2 E il CryptoLocker che ha colpito la Regione Lazio?
È una varietà di ransomware. Ideato nel 2013, nel tempo si è evoluto diventando una vera e propria «famiglia».
3 Perché viene definito «attacco silenzioso»?
Perché non ci si accorge di essere stati infettati finché non si arriva alla richiesta di riscatto. Il ransomware cripta i dati partendo dai meno utilizzati così l'utente può continuare a usare il computer. Poi, quando ne mancano pochi, riavvia la macchina, finisce di crittografare, e quando questo si riaccende, non compare più il sistema operativo ma la richiesta di riscatto. Ci possono volere da una decina di minuti a delle ore.
4 Come si paga?
La schermata che compare alla fine del processo contiene istruzioni dettagliate per il pagamento. La valuta utilizzata è il bitcoin e spesso ci sono anche «servizi clienti» che aiutano nella transazione.

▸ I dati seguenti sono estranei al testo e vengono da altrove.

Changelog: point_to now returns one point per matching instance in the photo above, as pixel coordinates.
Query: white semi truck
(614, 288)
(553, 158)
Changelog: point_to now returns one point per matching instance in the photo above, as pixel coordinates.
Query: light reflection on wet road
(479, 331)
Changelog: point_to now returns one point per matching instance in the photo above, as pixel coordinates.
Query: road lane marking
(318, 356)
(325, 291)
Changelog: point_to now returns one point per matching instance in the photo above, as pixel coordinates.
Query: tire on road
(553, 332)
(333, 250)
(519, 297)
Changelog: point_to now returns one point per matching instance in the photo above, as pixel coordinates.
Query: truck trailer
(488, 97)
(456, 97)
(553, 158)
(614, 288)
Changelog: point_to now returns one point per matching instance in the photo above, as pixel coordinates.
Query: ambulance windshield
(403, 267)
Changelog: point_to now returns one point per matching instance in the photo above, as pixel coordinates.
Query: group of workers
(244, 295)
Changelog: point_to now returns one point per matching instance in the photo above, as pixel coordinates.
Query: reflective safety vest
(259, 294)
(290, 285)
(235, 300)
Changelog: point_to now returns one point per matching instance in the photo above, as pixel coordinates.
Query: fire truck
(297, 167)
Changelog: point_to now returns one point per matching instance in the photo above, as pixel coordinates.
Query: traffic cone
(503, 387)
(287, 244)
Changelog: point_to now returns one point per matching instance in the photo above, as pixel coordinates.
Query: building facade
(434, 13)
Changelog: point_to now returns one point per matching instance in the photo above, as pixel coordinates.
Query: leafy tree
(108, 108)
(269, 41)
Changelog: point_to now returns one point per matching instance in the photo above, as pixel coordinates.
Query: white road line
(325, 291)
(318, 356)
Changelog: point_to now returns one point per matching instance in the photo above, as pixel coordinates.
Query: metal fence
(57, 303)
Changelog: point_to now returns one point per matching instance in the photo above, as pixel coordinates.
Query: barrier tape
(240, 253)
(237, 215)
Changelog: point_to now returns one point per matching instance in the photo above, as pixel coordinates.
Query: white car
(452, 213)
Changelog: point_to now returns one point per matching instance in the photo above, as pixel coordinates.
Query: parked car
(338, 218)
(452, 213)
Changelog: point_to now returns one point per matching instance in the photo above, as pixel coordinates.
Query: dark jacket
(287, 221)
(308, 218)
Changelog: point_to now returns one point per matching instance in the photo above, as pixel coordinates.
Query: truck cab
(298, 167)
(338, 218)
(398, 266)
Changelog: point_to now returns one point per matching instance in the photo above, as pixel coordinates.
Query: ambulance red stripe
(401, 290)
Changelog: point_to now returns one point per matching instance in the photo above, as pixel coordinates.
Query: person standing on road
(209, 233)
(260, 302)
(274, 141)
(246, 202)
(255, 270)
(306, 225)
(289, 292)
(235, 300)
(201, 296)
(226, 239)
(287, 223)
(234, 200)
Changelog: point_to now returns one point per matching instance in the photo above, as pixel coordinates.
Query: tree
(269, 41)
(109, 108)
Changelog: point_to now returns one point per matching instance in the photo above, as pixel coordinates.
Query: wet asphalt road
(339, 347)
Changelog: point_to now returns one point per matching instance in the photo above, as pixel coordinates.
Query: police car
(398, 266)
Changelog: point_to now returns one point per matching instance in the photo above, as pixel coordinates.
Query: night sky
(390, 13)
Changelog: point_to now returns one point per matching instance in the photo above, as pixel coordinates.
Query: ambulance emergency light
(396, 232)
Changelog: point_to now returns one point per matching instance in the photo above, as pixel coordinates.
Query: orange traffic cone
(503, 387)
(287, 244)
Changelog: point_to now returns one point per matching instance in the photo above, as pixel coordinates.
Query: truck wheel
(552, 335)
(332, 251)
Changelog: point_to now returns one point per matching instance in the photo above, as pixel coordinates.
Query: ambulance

5 Cosa succede se non si paga? Le aziende spesso hanno dei sistemi di backup che gli permettono di recuperare i dati bloccati e aggirare il ransomware. I criminali però minacciano di diffondere quei dati che spesso contengono informazioni sensibili come per esempio dei brevetti.
6 Come si diffonde?
Tramite un link o un allegato in una mail che vanno cliccati. Sono di ottima fattura, difficile accorgersi della truffa.
7 Quanto è il riscatto?
Dipende dall'obiettivo. Chi crea ransomware studia anche per settimane la sua vittima, ne conosce il fatturato e a chi guadagna di più chiede di più. Il record finora è di 70 milioni di dollari.
8 Chi li crea?
Sono prodotti soprattutto in Cina, Taiwan, Vietnam, Ucraina e Russia da vere e proprie aziende che possono avere anche un'ottantina di sviluppatori.
9 Quanto costa?
I vecchi ransomware sono disponibili gratuitamente ma sono poco efficaci. Quelli professionali hanno un costo di sviluppo intorno a centomila euro e il prezzo di vendita varia in base al riscatto che si può chiedere. Il produttore crea un pacchetto ransomware più riscatto che viene venduto ad altri criminali in esclusiva o tramite licenze per più usi.
10 Come difendersi?
I ransomware sono così variegati che al momento non c'è un protocollo di difesa univoco. Il metodo migliore è addestrare il personale delle aziende a riconoscere le minacce sul nascere. Ci sono poi dei software che riconoscono se ci sono dei processi crittografici in corso ma devono evolvere continuamente per stare al passo con i ransomware.